Perumusan taksonomi keuangan berkelanjutan oleh Otoritas Jasa Keuangan (OJK) menunjukkan komitmen nyata dalam mendukung keuangan ramah lingkungan. Panduan ini, kata Heri, membantu bank mengidentifikasi kegiatan yang tergolong berkelanjutan untuk pendanaan. Tujuannya adalah untuk mendorong peningkatan keuangan ramah lingkungan dan berkelanjutan.
“Sebagai penggerak utama intermediasi keuangan di Indonesia, perbankan mempunyai peran penting dalam transformasi pembangunan yang lebih berkelanjutan. Keseriusan perbankan dalam mendukung pembangunan berkelanjutan diwujudkan melalui pertumbuhan portofolio kredit berkelanjutan dan pengembangan produk keuangan berkelanjutan. katanya.

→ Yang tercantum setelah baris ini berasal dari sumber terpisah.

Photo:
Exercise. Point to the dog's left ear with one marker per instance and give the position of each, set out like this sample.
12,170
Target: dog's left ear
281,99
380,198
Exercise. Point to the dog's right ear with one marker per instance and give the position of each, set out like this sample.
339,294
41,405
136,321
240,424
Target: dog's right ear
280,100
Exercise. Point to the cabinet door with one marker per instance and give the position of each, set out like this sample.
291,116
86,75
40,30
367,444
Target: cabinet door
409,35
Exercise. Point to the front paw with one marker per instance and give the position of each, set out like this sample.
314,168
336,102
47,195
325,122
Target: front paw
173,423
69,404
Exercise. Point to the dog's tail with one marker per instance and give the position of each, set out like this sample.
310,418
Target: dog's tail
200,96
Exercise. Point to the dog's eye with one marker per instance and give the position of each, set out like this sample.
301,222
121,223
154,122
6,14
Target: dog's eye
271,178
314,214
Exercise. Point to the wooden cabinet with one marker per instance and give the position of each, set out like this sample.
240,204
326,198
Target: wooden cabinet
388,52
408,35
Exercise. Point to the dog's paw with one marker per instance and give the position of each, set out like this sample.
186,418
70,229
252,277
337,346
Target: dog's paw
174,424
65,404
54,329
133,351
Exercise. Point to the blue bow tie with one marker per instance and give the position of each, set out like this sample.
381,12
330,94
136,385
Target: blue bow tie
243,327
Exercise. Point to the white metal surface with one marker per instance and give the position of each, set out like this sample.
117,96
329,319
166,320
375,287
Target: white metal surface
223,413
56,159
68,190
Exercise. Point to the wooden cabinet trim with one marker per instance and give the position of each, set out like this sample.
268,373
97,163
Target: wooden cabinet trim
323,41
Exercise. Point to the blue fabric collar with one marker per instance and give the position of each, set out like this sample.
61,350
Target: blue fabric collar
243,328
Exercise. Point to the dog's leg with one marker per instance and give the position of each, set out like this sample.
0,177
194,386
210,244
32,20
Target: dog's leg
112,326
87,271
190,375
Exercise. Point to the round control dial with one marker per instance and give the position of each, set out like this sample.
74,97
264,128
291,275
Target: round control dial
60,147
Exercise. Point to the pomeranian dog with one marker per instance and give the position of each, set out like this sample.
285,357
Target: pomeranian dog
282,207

Dalam konteks ini, bank secara aktif menerapkan prinsip-prinsip lingkungan hidup, sosial dan tata kelola (ESG) dalam operasionalnya. yakni dengan menunjukkan komitmen terhadap tanggung jawab sosial dan lingkungan. BI memperkirakan Indonesia memerlukan pembiayaan sebesar US$281 miliar untuk memenuhi target Kontribusi Nasional (NDC) pada tahun 2030. NDC sendiri merupakan komitmen yang disiapkan oleh negara-negara pihak yang telah meratifikasi Perjanjian Paris untuk mengurangi emisi gas rumah kaca (GRK).
Data bank sentral terus menunjukkan pertumbuhan keuangan ramah lingkungan, yang saat ini terkonsentrasi di bank-bank besar. Tumbuh secara year-to-date (YTD) sebesar 15,63 persen hingga Desember 2023. Angka tersebut berada di kisaran Rp 500 triliun dari 41 bank, mewakili porsi 83,4 persen dari total kredit perbankan pada Desember 2023. Sektor yang dibiayai meliputi energi terbarukan, pembangkit listrik tenaga air, transportasi ramah lingkungan, dan industri produk ramah lingkungan.
Selain itu, Harry juga fokus pada transformasi digital dalam berbagai kegiatan yang memacu inovasi pesat. Pemanfaatan teknologi digital memberikan peluang bagi perbankan untuk meningkatkan efisiensi, mengembangkan produk baru dan memberikan layanan yang lebih baik, ujarnya. Namun perkembangan teknologi digital juga menghadirkan tantangan seperti ancaman serangan siber yang semakin canggih.
Oleh karena itu, dalam menghadapi dinamika perekonomian dan keuangan saat ini, para pelaku industri harus menerapkan gaya kerja agile untuk bergerak dan merespon perubahan dengan cepat, tegasnya. Sebab bank yang mampu beradaptasi dengan cepat mempunyai keunggulan kompetitif dalam menghadapi tantangan. Anda akan bisa memanfaatkan peluang di tengah pesatnya perubahan di era yang semakin modern.
“Transisi menuju ekonomi hijau dan digital merupakan sebuah tantangan, namun juga peluang emas untuk menciptakan masa depan yang lebih berkelanjutan dan inklusif,” tutupnya.